Whitewater rafting is an adrenaline-packed summer activity, and part of the thrill is the danger of going into the drink.

Even the most experienced paddlers can easily be taken by surprise by a quick flip, but it doesn’t need to put a damper (so to speak) on the weekend. Here’s a primer on how to make the best of a big swim.


Paddle Hard
Heed whatever paddling instructions the guide is shouting at you. Some flips can be sudden and violent, but the majority of rafting flips involve at least a few seconds of warning. If you start hearing expletives from the stern, it’s a good time to hang on.

Brace for Impact
Weight-shift flips are common. An impact from a big rock or wave can send bodies flying like rag dolls, throwing off the balance of the boat. Keeping your feet braced in well can prevent weight shifts that result in flips.

Get to the High Side
No, not the side of the boat with all the hippies. When one side of the boat starts to dive down, scramble for the opposite higher side, and hang on. The extra weight can help sit the raft back down to prevent a flip.


Keep Your Mouth Closed
It’s shocking to suddenly find yourself in the water, but try not to take big gulps of air out of panic. Keeping your mouth mostly closed, try taking small sips of air, like you’re drinking through a straw, and only when you can see that you’re not about to get smashed in the face by a wave. Once you aspirate water, all the coughing makes it difficult to catch a breath, which is how you end up on your hands and knees puking in the sand while your friends laugh.

Get Your Feet Up!
As humans, our reflexive response to being plunged into the water is usually to try and put our feet down, but in a whitewater setting, that’s the worst thing you can do. The topography of the riverbed is usually uneven, covered in boulders and rocks of all shapes and sizes. If your dangling feet get wedged into the rocks, the force of the current at your back can push you down like a pendulum to the bottom of the river, which is called foot or leg entrapment. To prevent this, use the defensive whitewater swimming position. Lift your feet to the surface and use your arms to maneuver. Lying on your back, point your feet downstream so that you can see any approaching obstacles. This is commonly called “nose, knees, toes” because these are the appendages that should be sticking out of the water.


When the raft flips, you will almost always surface in one of two places:

Location 1: Underneath the Raft
Congratulations! You know exactly where the raft is. Now get out from under it. It’s tempting to get comfortable for a moment; the compartments of the raft form cozy little air chambers that momentarily shield you from the waves and chaos on the other side. Whatever you do, don’t hang out under there–somebody on the other side is doing a headcount and panicking when they come up short! Put your hands above you and walk yourself out, hand-over-hand, in one direction.

Location 2: Near the Raft
Remember, self-rescue is always the most effective. As soon as your head surfaces the water, identify where the raft is, roll onto your stomach, and aggressively swim back towards it. Once you reach the raft, grab on to the chicken line (a length of webbing rigged around the perimeter of the boat) if possible.

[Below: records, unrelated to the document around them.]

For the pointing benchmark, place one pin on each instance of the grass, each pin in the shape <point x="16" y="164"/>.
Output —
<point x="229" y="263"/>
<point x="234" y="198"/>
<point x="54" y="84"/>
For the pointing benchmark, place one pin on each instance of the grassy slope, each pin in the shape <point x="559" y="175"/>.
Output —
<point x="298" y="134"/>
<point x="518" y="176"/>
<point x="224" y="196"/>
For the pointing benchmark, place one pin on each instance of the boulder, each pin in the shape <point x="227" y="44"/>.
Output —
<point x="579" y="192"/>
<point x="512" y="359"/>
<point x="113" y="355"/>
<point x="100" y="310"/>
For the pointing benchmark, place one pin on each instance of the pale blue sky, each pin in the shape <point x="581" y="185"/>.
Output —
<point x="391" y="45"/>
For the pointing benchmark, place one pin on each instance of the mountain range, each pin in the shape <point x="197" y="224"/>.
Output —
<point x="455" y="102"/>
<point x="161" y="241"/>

Pillow Rock Rapid, Upper Gauley, West Virginia. Photo Credit: Kip Conklin


Once the raft is upside down, the guide has two possible courses of action. Now is not the time for a test of wills or second-guessing: roll with whichever he or she chooses.

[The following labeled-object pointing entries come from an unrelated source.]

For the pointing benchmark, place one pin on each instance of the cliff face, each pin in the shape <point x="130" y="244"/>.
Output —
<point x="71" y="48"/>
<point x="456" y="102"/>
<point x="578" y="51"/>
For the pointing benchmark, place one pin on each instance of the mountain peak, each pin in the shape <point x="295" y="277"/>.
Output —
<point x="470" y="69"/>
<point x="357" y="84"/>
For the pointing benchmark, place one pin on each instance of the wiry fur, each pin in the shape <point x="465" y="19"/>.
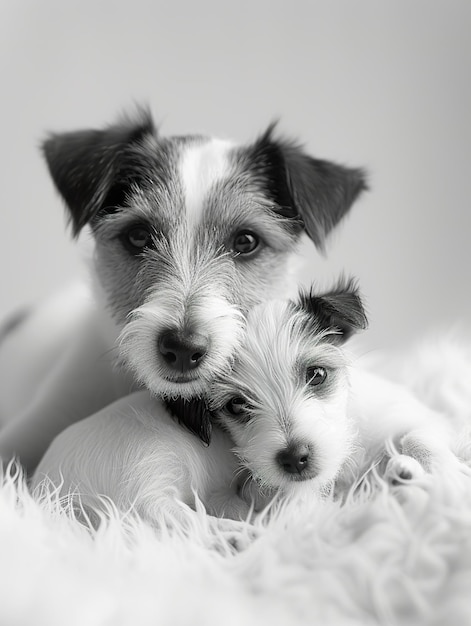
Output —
<point x="344" y="424"/>
<point x="193" y="196"/>
<point x="133" y="453"/>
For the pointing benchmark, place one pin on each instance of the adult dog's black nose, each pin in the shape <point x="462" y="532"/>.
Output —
<point x="182" y="351"/>
<point x="294" y="459"/>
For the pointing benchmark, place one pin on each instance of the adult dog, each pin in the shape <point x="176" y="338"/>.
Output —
<point x="188" y="232"/>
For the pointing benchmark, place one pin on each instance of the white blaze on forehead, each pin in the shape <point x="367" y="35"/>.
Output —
<point x="201" y="166"/>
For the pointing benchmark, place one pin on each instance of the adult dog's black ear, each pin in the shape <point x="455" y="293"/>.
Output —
<point x="315" y="193"/>
<point x="339" y="310"/>
<point x="93" y="169"/>
<point x="194" y="414"/>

Option 1: Flip the Raft Back Over
Depending on several variables (the size of the raft, the amount of gear rigged into it, and whether there’s an oar frame involved) the guide may or may not be able to flip the raft back over single-handedly. If they need help, they’ll let you know. The guide will scramble onto the bottom of the upside-down raft, grab (or clip in) a flip line, and then lean back to use gravity to flip the boat back over. However, this task is virtually impossible if there are people hanging onto the sides of the raft–so if your guide is screaming to let go, for the love of all that is holy, LET GO. Once the boat is right side up, the guide will climb back in and start shouting instructions, but as soon as that happens, feel free to take the initiative and start climbing back in so you can help others.

Option 2: Pull Everyone onto the Upside-Down Raft
Guides may resort to this option for any number of reasons: serious danger downstream, the length of the rapid, or dangerously cold water temperatures. If the guide pulls you onto the upside-down boat, turn around and help the next person. Never try to pull people by the arms, as this can dislocate and break bones; always grab the shoulders of the person’s PFD.

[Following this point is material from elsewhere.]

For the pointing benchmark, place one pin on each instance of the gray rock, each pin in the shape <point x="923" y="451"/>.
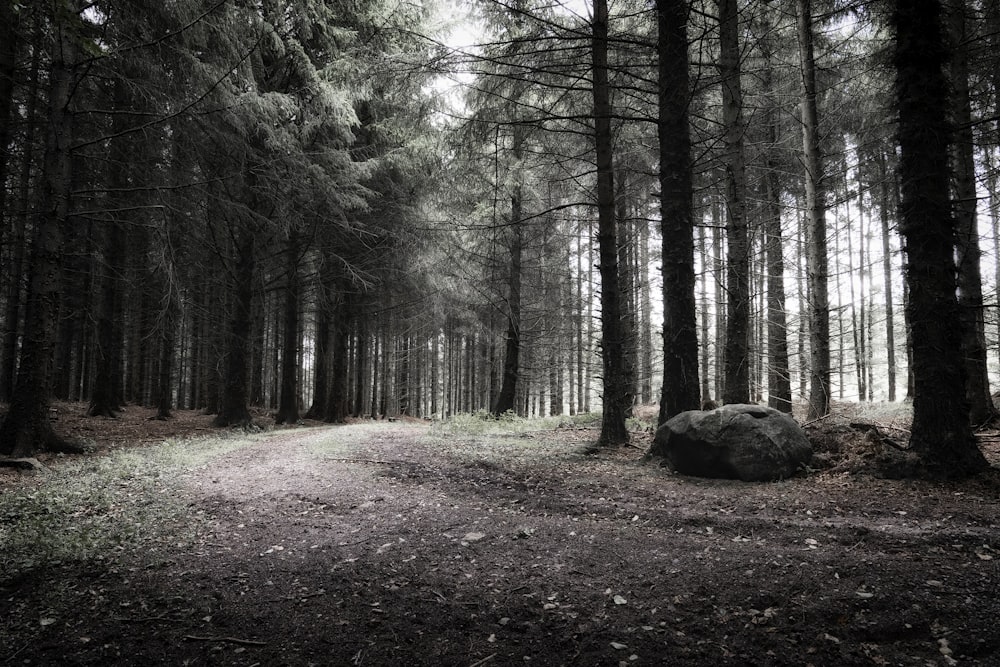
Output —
<point x="752" y="443"/>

If you’re lucky enough to be on a multi-boat trip when your raft capsizes, here are some ways to assist your would-be rescuers.

  • If you see another paddler patting their head at you, pay attention. The universal river signal for “Are you okay?” is patting one’s helmet. If you’re okay, then pat your head back. Note that being scared or having swallowed a little water does not qualify as “not okay.” If something is seriously wrong, (e.g., potential broken bones, serious lacerations, asthma attack) then shake your head no.
  • If someone in a nearby raft is blowing a whistle or screaming at you, stay alert! If they are wildly motioning for you to swim in a certain direction, do it. Rescuers will always point to the direction that they want you to swim, never towards the danger.
  • If a nearby paddler extends you the T-grip of a paddle, grab it and allow them to pull you to the side of the raft.
  • If a throw bag lands anywhere near you in the water, do not just gawk at it or wave helplessly. Roll onto your stomach, and aggressively swim to the rope. Put it over your shoulder like a baseball bat, and allow your rescuer to pull you in backwards. Be sure to grab the rope, and not the bag itself; if you grab the bag at the end of a 70-foot throw rope when you’re only 15 feet away from your rescuer, the current will carry you all 70 feet until the bag runs out of rope.

Before a high-water trip, I once overheard a veteran guide placidly explain to a hysterical mother the basic facts of risk and whitewater like this: “Thousands of people all across the world go whitewater rafting every day. Some of those people end up in the water. Almost all of them are fine.”

And he’s not wrong. Whitewater is exhilarating! Flips can be a part of the excitement, but remembering to act when something unexpected happens is key. In the age of reality television, it’s easy to go passive in moments of crisis to see what happens next. Don’t just observe; respond and react. Life is happening now, in real time.